A police officer stands next to the crime scene after Argentine Congressman Hector Olivares was injured and his adviser, Miguel Yadon. was killed in an attack near the National Congress in Buenos Aires. (Agustin Marcarian/Reuters)

Argentine lawmaker Héctor Olivares and his adviser and friend Miguel Marcelo Yadón, were walking side-by-side on a sidewalk near Argentina’s National Congress in Buenos Aires on Thursday morning when gunmen ambushed them.

Olivares, 61, is in serious condition at a nearby hospital, according to Argentine media. Yadón, 58, was struck multiple times and killed.

Grainy security footage released by the Argentine government in the aftermath of the unusual attack shows a confusing scene.

Although both men fall to the ground, one then rises and seems to be trying to find his way to the street to seek assistance. At the same time, two people emerge from the car where the shots appeared to have originated. One crosses the street and continues on foot, and the other gets back into the vehicle.

It was morning in Buenos Aires, and there was already light traffic, but only one bicyclist stops to speak with the victim closest to the street. The car lingers at the scene, even after the bicyclist appears, before slowly pulling away. Argentine authorities have already recovered the vehicle they said was used in the shooting, Reuters reported.

Such explicit political violence is rare in Argentina. Security Minister Patricia Bullrich said Thursday’s attack was “mafia-style.”

She told reporters in Buenos Aires that “there is progress in the investigation” and that Yadón, not Olivares, appeared to have been the target.

“Yadón was killed from a car that was waiting for him," she said. "They shoot the main target, which was Yadón, they achieve murdering him, and having the opportunity to murder Olivares, they decide not to kill him.”

The attack “confirms the presence of mafias in our country," the Associated Press reported her as saying.

Agence France-Presse reported that Olivares belongs to the criminal legislation committee in parliament, but Bullrich said “the objective was Yadón.” The two men reportedly lived together.

Héctor Lencinas, a spokesman for Olivares, told reporters in Buenos Aires that they have “never received any threats of any type in the office.”

“It’s an open office where everyone is welcomed,” he said, according to AFP.

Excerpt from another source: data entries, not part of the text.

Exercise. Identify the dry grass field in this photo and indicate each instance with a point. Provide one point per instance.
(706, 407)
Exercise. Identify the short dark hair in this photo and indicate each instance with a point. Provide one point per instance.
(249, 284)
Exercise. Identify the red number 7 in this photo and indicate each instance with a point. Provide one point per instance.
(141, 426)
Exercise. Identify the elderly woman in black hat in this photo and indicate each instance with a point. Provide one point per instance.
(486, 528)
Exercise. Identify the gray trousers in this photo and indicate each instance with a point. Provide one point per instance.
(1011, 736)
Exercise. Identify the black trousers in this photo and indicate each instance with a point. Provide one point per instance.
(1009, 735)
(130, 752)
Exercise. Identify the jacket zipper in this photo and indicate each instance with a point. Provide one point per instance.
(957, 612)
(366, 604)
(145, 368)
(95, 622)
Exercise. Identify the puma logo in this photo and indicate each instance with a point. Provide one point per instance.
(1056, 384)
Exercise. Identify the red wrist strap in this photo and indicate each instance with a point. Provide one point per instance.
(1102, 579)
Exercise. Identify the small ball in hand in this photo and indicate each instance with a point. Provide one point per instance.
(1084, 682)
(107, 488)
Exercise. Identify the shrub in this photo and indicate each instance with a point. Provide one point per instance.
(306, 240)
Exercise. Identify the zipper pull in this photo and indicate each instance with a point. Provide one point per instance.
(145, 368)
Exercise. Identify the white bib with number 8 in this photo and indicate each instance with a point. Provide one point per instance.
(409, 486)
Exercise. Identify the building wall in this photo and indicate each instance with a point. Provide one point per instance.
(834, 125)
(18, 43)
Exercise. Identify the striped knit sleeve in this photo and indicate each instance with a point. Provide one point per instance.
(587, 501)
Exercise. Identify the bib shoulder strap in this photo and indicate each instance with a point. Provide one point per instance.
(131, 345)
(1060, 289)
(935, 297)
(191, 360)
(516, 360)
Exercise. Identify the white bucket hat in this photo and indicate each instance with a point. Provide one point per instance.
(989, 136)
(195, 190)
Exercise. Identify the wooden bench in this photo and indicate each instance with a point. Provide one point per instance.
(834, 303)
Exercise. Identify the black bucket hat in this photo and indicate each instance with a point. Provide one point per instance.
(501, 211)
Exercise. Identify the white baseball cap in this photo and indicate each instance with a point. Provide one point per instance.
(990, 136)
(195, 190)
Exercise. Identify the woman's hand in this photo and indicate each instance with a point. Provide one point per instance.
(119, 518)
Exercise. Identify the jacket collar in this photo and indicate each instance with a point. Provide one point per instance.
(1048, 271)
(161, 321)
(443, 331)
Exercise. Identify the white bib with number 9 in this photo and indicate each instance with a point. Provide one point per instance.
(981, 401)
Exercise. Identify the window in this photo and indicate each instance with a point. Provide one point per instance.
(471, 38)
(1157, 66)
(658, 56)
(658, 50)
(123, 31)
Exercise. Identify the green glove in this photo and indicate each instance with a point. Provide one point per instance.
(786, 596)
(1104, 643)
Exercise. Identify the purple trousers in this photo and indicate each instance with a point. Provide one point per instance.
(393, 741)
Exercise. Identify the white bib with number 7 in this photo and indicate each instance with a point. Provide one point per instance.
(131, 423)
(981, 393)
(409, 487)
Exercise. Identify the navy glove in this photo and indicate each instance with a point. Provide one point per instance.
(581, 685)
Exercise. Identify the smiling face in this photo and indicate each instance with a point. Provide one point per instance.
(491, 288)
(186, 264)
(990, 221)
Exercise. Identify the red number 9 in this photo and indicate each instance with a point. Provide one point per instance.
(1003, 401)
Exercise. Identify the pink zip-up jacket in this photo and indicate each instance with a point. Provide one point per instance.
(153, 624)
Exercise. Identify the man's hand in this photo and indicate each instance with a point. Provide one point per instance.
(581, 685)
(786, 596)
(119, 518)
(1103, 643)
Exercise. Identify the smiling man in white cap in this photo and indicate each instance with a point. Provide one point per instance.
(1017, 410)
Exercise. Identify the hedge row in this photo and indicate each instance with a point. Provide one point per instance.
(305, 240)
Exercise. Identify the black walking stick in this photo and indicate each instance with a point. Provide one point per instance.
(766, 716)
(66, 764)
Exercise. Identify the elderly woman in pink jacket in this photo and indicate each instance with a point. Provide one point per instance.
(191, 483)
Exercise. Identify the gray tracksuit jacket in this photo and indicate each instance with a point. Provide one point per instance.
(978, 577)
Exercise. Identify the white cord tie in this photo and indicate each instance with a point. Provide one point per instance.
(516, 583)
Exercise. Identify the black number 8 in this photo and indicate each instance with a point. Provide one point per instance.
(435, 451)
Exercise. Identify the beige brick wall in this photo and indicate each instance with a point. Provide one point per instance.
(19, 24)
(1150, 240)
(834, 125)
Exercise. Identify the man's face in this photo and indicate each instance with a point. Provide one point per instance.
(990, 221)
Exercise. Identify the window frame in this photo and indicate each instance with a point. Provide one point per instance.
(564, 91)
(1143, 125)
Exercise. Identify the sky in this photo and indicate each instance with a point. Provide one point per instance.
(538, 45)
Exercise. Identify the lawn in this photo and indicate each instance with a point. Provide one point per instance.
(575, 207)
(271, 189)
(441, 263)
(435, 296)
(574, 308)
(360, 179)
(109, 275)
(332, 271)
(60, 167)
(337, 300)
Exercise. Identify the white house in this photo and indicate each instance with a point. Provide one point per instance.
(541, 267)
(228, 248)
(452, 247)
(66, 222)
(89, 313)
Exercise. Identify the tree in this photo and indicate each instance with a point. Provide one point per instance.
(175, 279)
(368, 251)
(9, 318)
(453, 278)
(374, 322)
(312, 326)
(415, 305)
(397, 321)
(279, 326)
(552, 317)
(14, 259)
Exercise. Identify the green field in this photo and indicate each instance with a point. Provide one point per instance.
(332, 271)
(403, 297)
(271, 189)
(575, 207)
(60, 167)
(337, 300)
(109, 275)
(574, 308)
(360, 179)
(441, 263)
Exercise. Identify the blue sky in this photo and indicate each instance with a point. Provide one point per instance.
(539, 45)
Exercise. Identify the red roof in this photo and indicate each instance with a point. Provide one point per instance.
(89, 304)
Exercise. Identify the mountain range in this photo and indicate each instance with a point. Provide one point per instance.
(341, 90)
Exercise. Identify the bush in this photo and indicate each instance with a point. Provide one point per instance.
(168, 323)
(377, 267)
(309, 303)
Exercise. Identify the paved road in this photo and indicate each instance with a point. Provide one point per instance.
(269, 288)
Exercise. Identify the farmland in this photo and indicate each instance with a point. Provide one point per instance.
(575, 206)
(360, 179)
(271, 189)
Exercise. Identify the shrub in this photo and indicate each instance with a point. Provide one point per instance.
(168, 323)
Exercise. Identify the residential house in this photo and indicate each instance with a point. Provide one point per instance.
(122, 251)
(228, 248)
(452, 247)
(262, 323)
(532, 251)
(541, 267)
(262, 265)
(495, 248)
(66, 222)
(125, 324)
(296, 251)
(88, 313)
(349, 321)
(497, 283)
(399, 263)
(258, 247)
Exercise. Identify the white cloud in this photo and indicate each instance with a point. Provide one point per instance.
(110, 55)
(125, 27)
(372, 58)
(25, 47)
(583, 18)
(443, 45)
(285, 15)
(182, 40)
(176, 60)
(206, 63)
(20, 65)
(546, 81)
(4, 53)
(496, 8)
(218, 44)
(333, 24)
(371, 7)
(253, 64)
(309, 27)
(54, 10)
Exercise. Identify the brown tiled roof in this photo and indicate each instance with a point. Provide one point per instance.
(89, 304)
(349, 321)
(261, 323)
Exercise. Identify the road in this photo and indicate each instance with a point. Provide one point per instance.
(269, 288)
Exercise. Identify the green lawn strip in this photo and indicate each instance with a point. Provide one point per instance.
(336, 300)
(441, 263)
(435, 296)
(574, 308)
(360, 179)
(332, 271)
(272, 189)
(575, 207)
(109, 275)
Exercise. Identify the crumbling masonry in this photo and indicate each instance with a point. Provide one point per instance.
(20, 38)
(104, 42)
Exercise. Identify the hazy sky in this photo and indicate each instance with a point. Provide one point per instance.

Police announced Thursday that they had identified suspects, but they appeared to still be searching for a motive.

“If it does turn out the judicial investigations show there is a connection to politically motivated violence then we can definitely say that we’re facing a very grave institutional event,” Ulises Bencina, a spokesman for Oliveres, told the AP.

Speaking on television on Thursday, Argentine President Mauricio Macri said officials “will do everything to find out what happened and find out who is guilty of this.”